「婚活成就祈願」をうたう神社は独身カップルで賑わっているし、お見合いパーティーやシングルズバー、マッチングサイトなどの結婚仲介サービスの市場規模は約600億円に拡大中。業界の統計によると約4000社が結婚紹介ビジネスを手がけており、登録者数は延べで62万人に上るという。ワタベウェディングやツヴァイなど関連企業は増収増益で笑いが止まらないし、ケーキにアクセサリーと便乗商法も目白押しだ。
民間企業ばかりではなく、地方自治体も婚活支援に前向きだ。過疎化や嫁不足に悩む農村部ではすでに約半数の自治体が結婚支援対策を行っているが、最近は都市部でも独身の男女を水族館やレストランに案内するイベントなど、自治体が後押しするセミナーや交流会が目立ち始めている。

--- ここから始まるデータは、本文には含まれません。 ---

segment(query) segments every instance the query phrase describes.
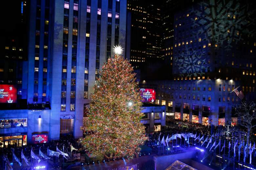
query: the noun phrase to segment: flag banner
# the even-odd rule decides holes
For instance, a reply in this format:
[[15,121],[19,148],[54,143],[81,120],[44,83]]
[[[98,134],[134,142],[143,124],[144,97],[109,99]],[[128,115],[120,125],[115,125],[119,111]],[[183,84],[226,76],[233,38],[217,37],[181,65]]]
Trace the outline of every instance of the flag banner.
[[166,139],[165,139],[165,142],[166,142],[166,144],[167,144],[167,146],[169,146],[169,145],[168,145],[168,139],[169,139],[169,135],[167,135],[167,137],[166,138]]
[[55,156],[58,158],[60,154],[57,152],[50,150],[49,148],[47,148],[47,155],[48,156]]
[[6,163],[5,164],[6,169],[7,170],[8,169],[8,170],[12,170],[13,169],[12,169],[12,167],[11,166],[11,163],[10,163],[10,162],[9,161],[9,160],[8,159],[7,157],[4,154],[4,160],[5,161]]
[[13,159],[14,160],[17,162],[20,165],[20,166],[21,166],[21,163],[20,162],[20,160],[19,160],[19,159],[18,159],[18,158],[17,157],[16,155],[14,154],[14,152],[12,152],[12,156],[13,157]]
[[210,148],[210,151],[211,151],[211,150],[212,150],[212,148],[213,147],[213,146],[215,146],[215,144],[216,142],[216,141],[214,141],[214,142],[213,143],[213,144],[212,144],[212,147],[211,147],[211,148]]
[[199,142],[201,142],[201,141],[202,140],[203,140],[203,137],[204,136],[204,135],[203,135],[203,136],[202,136],[201,138],[200,138],[200,139],[199,139],[199,141],[198,141],[198,143],[199,143]]
[[236,157],[236,145],[237,144],[237,143],[238,141],[237,141],[235,143],[235,144],[234,145],[234,157]]
[[[168,136],[169,136],[169,135],[168,135]],[[167,138],[168,137],[168,136],[167,136]],[[168,143],[167,143],[167,145],[168,145]],[[76,149],[75,148],[74,148],[74,147],[73,147],[73,146],[72,146],[72,145],[71,145],[71,144],[70,145],[70,148],[71,148],[71,152],[72,152],[72,151],[73,150],[77,150],[77,149]]]
[[164,146],[165,145],[165,142],[164,142],[164,135],[163,136],[163,138],[162,138],[162,140],[161,141],[161,143],[163,144],[163,145]]
[[25,157],[25,155],[23,154],[23,152],[21,152],[21,159],[23,159],[25,161],[25,162],[26,163],[26,164],[28,165],[28,166],[29,166],[29,162],[28,161],[28,160],[27,159],[26,157]]
[[208,144],[207,144],[207,146],[206,146],[206,148],[208,147],[209,144],[210,144],[210,143],[212,143],[212,138],[211,138],[211,139],[210,140],[210,141],[209,141],[209,142],[208,142]]
[[41,151],[41,150],[40,149],[39,149],[39,156],[41,156],[45,159],[50,159],[50,158],[48,157],[46,155],[43,153],[42,151]]
[[201,146],[203,146],[203,144],[204,144],[204,143],[205,143],[205,142],[206,142],[206,141],[207,141],[208,140],[208,137],[207,136],[207,137],[206,137],[206,139],[205,139],[205,140],[204,140],[204,141],[203,141],[203,144],[202,144],[202,145],[201,145]]
[[31,148],[31,156],[32,158],[36,160],[38,163],[40,162],[40,161],[41,161],[41,160],[40,159],[40,158],[38,158],[38,157],[35,154],[34,152],[33,152],[33,149],[32,149],[32,148]]
[[196,138],[196,139],[195,139],[194,140],[194,141],[195,141],[197,140],[197,139],[199,139],[200,138],[200,133],[199,133],[199,135]]
[[177,137],[181,139],[181,134],[177,134]]
[[[68,155],[68,154],[66,153],[64,153],[64,152],[63,152],[62,151],[61,151],[59,149],[59,148],[58,148],[57,147],[56,147],[56,151],[58,152],[59,153],[60,153],[61,155],[63,155],[63,156],[69,156],[69,155]],[[65,157],[64,157],[65,158]]]
[[220,140],[219,141],[219,143],[217,145],[216,145],[215,146],[215,147],[214,148],[214,149],[216,149],[216,148],[217,148],[217,147],[218,147],[218,146],[219,146],[219,145],[220,146],[220,147],[221,147],[221,141],[220,141]]

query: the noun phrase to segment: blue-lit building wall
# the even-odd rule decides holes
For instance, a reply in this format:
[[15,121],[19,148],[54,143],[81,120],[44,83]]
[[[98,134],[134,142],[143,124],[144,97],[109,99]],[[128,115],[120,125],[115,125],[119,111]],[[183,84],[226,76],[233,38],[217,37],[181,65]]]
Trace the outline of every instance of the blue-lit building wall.
[[[126,1],[41,0],[29,7],[21,90],[26,109],[0,110],[0,141],[20,132],[27,143],[35,133],[48,133],[49,140],[67,134],[81,137],[99,71],[114,45],[126,46]],[[22,127],[15,122],[20,120]]]

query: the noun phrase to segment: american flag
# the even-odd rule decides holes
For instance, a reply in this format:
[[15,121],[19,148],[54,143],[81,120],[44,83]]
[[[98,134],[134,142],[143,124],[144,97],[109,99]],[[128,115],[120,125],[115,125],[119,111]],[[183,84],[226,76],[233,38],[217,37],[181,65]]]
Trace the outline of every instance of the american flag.
[[240,90],[240,92],[238,92],[238,91],[237,90],[237,89],[235,90],[234,92],[236,94],[236,95],[238,96],[238,97],[240,98],[240,99],[241,100],[242,100],[244,97],[245,95],[244,95],[244,93],[243,93],[241,90]]

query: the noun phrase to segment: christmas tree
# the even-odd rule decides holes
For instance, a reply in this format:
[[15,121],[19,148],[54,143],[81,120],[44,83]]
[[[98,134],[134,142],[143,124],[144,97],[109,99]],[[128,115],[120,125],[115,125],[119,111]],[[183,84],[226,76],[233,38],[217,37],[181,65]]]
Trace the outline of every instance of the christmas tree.
[[95,155],[132,157],[147,139],[140,123],[141,98],[135,74],[129,61],[115,47],[100,72],[89,109],[90,123],[82,128],[85,136],[80,139],[85,149]]

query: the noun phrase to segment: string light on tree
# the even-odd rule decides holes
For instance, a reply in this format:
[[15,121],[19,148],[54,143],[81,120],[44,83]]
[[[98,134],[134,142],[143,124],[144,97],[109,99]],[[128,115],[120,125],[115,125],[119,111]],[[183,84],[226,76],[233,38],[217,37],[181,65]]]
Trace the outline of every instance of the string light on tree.
[[123,48],[122,48],[122,47],[119,45],[114,46],[114,48],[113,48],[114,54],[118,56],[121,55],[123,54]]
[[90,124],[82,127],[84,138],[80,142],[87,151],[96,155],[132,158],[147,140],[140,122],[142,98],[135,74],[129,61],[120,55],[117,45],[115,55],[100,72],[100,79],[91,96]]

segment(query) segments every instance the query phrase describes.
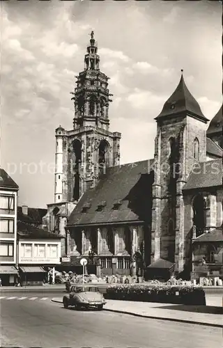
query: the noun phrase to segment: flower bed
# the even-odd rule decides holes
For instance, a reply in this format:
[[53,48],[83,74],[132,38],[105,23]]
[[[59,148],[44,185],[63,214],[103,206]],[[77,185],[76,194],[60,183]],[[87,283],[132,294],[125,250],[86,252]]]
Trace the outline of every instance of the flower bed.
[[109,285],[107,299],[187,305],[206,305],[201,287],[187,285],[115,284]]

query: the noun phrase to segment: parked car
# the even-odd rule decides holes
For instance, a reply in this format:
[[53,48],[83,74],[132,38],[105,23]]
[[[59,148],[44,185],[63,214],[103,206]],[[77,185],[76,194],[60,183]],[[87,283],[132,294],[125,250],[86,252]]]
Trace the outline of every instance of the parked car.
[[77,309],[95,308],[101,310],[106,302],[98,287],[72,285],[70,293],[63,296],[63,303],[65,308],[75,306]]

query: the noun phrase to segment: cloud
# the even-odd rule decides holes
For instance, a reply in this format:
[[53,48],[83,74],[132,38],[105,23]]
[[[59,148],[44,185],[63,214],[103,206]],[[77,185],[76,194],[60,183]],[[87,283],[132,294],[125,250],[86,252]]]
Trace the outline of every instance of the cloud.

厚生労働省の統計を見ると3年連続で上昇したとはいえ、日本女性の2008年の合計特殊出生率は1.37。このまま少子化が続けば、日本の人口は2055年までに3割減少すると予測される。
人口が増えなければ税収が減って自治体の財政は立ち行かなくなってしまう。結婚する人が増えれば子供も生まれて家族が増えるから少子化に歯止めをかけることができると期待をかけているのだ。
背景に将来への不安。でも最後に頼れるのは自分
結婚に向かってGO!(資料写真)〔AFPBB News〕
結婚する人の数はかつて、景気が悪化すると減っていたというが、いまは2005年を底に微増傾向に向かっている。不況の長期化で収入が減り、この先も安定的に仕事があるのかどうか分からない。
構造改革の進展で、世の中は優勝劣敗の弱肉強食の方向に向かっていて、勝ち組と負け組の格差は広がるばかりだ。男女とも職を持ち、定収入のある相手と結婚したいというのが本音だろう。高収入でなくても、共働きなら助け合うことができるし、独り身より生活コストを抑えることができる。

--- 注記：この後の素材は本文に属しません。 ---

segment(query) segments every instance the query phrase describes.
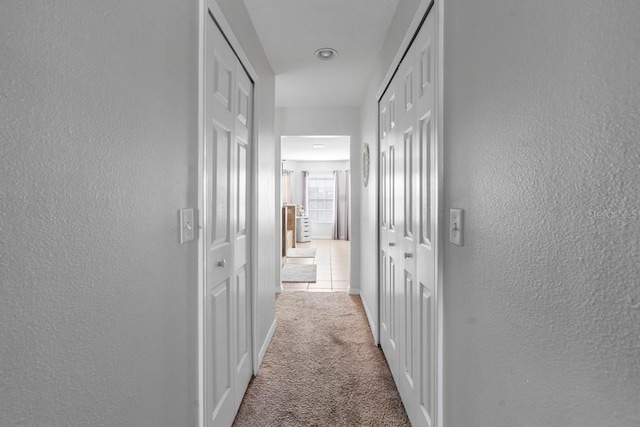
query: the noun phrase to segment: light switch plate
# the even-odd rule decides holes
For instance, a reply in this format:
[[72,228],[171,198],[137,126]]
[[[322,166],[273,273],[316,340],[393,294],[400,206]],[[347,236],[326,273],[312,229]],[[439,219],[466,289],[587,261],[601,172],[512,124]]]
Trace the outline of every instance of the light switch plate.
[[464,209],[449,210],[449,242],[458,246],[462,246],[463,216]]
[[195,234],[193,209],[180,209],[180,244],[192,241]]

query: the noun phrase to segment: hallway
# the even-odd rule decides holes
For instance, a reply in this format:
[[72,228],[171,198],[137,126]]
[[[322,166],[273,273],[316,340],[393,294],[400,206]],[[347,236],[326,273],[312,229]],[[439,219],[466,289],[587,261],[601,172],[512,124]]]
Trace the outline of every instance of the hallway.
[[[435,36],[414,39],[431,5]],[[239,425],[287,402],[273,414],[283,425],[295,425],[287,419],[294,414],[311,424],[316,407],[337,425],[358,424],[349,418],[356,415],[373,423],[369,411],[396,398],[371,400],[375,384],[367,381],[387,375],[386,365],[365,374],[369,364],[358,357],[380,354],[371,336],[386,342],[389,315],[399,321],[387,328],[393,333],[411,321],[442,327],[433,345],[402,350],[437,352],[445,362],[413,358],[415,373],[433,371],[432,386],[416,391],[431,403],[434,427],[637,427],[638,23],[638,0],[3,1],[0,426],[228,426],[244,392],[236,385],[249,382],[231,378],[233,363],[248,362],[257,375],[251,397],[284,360],[287,369],[299,365],[296,376],[245,402]],[[215,27],[232,51],[224,58],[235,53],[241,64],[207,66]],[[415,66],[396,73],[413,40]],[[426,93],[425,82],[435,87],[434,114],[417,113],[412,94]],[[382,99],[393,86],[397,96]],[[215,121],[221,127],[207,120],[215,105],[207,100],[226,106],[225,123]],[[416,111],[420,126],[401,121],[403,110],[405,118]],[[251,138],[224,130],[232,122],[250,123]],[[385,129],[394,164],[415,172],[406,180],[388,167],[390,150],[382,160]],[[329,268],[318,260],[318,283],[276,296],[281,137],[294,135],[349,138],[357,256],[345,276],[332,248]],[[431,143],[420,145],[420,135]],[[206,150],[213,141],[218,150]],[[244,142],[249,148],[238,148]],[[424,148],[414,162],[402,155],[410,146]],[[229,171],[230,158],[247,174],[213,182],[206,168]],[[422,186],[428,192],[412,186],[421,182],[412,176],[433,170],[418,159],[442,166]],[[397,185],[385,176],[397,176]],[[238,191],[238,182],[250,191]],[[417,203],[381,209],[390,190]],[[207,203],[212,194],[221,203]],[[437,206],[423,203],[428,195]],[[224,203],[230,220],[216,222]],[[464,213],[454,216],[459,224],[453,209]],[[405,257],[426,265],[405,243],[382,245],[380,224],[406,225],[400,214],[411,210],[419,214],[412,221],[437,232],[399,226],[397,234],[442,249],[434,258],[440,294],[417,268],[387,281],[395,287],[380,286],[380,277],[392,277],[374,267],[383,250],[399,268]],[[232,238],[253,251],[226,247],[205,259]],[[409,301],[405,289],[419,298]],[[387,296],[396,300],[385,305]],[[356,320],[342,309],[327,314],[329,300],[364,307],[366,333],[345,328]],[[316,316],[309,303],[308,313],[288,319],[293,301],[316,301],[326,312]],[[428,304],[439,317],[422,309]],[[316,334],[296,329],[316,321],[333,323]],[[310,337],[324,345],[304,341]],[[411,360],[402,356],[388,366],[405,374],[400,363]],[[353,386],[368,389],[323,387],[354,377]],[[299,396],[283,394],[283,384]],[[408,381],[398,384],[406,395]],[[229,397],[228,423],[210,421],[220,397]],[[419,406],[405,402],[415,413]],[[351,409],[360,404],[368,409]],[[277,425],[271,416],[253,425]]]
[[409,426],[360,299],[286,292],[278,328],[235,426]]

容姿も、性格も、収入もよく、配偶者への思いやりを忘れない理想の結婚相手など、そうはいません。〔AFPBB News〕
なかでもKONKATSUシートの応募状況を見るまでもなく若い女性ほど経済的安定を求める傾向が強い。彼女らは結婚仲介業者のメンバーに登録してイベントに積極的に参加しているし、ヘアメイクやダイエットなど外見磨きに精を出しているようだ。

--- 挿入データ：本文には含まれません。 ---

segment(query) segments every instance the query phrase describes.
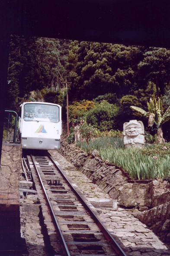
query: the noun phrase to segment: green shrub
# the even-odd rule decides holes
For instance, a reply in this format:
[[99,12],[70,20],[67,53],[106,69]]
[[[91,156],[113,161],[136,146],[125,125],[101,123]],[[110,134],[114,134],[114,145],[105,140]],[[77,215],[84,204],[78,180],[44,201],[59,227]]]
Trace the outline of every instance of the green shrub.
[[162,178],[170,173],[170,157],[167,154],[166,158],[158,158],[145,155],[139,149],[110,147],[101,148],[100,155],[103,160],[122,166],[135,180]]
[[70,144],[74,142],[74,128],[71,127],[69,130],[69,135],[67,138],[67,141]]
[[119,108],[117,105],[110,104],[103,100],[87,112],[87,123],[100,131],[115,129],[119,123],[117,117],[119,111]]
[[141,114],[139,114],[132,110],[130,107],[131,106],[137,106],[140,108],[142,106],[139,102],[137,98],[133,95],[126,95],[124,96],[120,100],[121,112],[126,115],[135,116],[136,118],[141,118],[142,116]]
[[57,104],[58,102],[59,95],[60,93],[58,92],[50,91],[44,95],[44,98],[46,102]]
[[95,108],[95,105],[93,102],[83,100],[80,102],[74,102],[72,105],[70,105],[69,113],[70,118],[79,119],[82,117],[84,113],[90,109]]

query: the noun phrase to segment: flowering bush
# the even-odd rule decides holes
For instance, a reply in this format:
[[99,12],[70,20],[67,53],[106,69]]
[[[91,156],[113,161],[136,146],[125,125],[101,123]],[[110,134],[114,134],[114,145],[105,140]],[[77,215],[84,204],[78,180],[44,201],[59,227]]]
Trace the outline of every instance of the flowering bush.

しかし、ほとんどの既婚者が知っていることだが、容姿も性格も良く、高収入で配偶者へのサービスを忘れない理想の結婚相手にめぐり逢う確率はかなり低い。前述した結婚紹介業に登録している人のうち、結婚までこぎつけた人は全体の8%に過ぎないし、新規参入組の中には高額の会費を集めて個人情報を横流しする悪質な業者もある。
カラダ磨きよりも、コミュニケーション力をアップさせよう!(資料写真)〔AFPBB News〕
婚活は決して悪いことではないが、個人は不安定な時代を乗り切るために最後に頼れるのは自分の力だけだということをもっと知るべきだろう。仕事のスキルを培い、他者とのコミュニケーション力をアップした方が、結局は婚活の近道になるのではないか。
婚活ブームの背後にあるのは、先行きへの漠とした不安だ。国も自治体もまた、「婚活」という一見明るく前向きな言葉のイメージに頼るばかりではなく、結婚率の低下や少子化を招いた原因を取り除くことに力を注ぐべきだろう。